Mental ill-health and related issues are major barriers to employment: a third of people with mild to moderate mental health problems and two thirds of people with severe mental health problems are unemployed.
Developing effective approaches to address this requires a better understanding of the role gender plays. For example, suicide is the leading cause of death among men aged under 35, and unemployment could be a significant factor. How might masculine stereotypes that men should be self-sufficient and providers feed this trend? And women are both more likely to experience anxiety, depression and Post Traumatic Stress Disorder and be unemployed and economically inactive. In what ways does gendered disadvantage and violence limit women’s opportunities?

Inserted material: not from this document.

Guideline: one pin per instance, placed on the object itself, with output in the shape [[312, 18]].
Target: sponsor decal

Join Renaisi and a panel of experts and practitioners to shed more light on this important issue. Together, we will explore the influence gender stereotypes and norms have on women’s and men’s mental health and working lives. Speakers will share examples and insights on how innovative, gender-sensitive, joined-up approaches can help more people with mental health issues to benefit from sustainable, rewarding employment.
The event is aimed at employment and mental health service providers, practitioners, commissioners and policy makers who want to explore new ways of supporting people’s wellbeing.
- Yvonne Roberts, The Observer
- Alice Boyle, The Luminary Bakery
- Katharine Sacks-Jones, Agenda
- Laura Busfield, Renaisi
- Leslie Mitchell, Working With Men
- Rebecca Collins, The GREAT Initiative
- Tessa Horvath, Renaisi
The event is free to attend, and refreshments will be provided. These include a selection of delicious cakes and cookies provided by The Luminary Bakery, which supports vulnerable women into work. Breakfast, networking and registration will be available from 8.30am.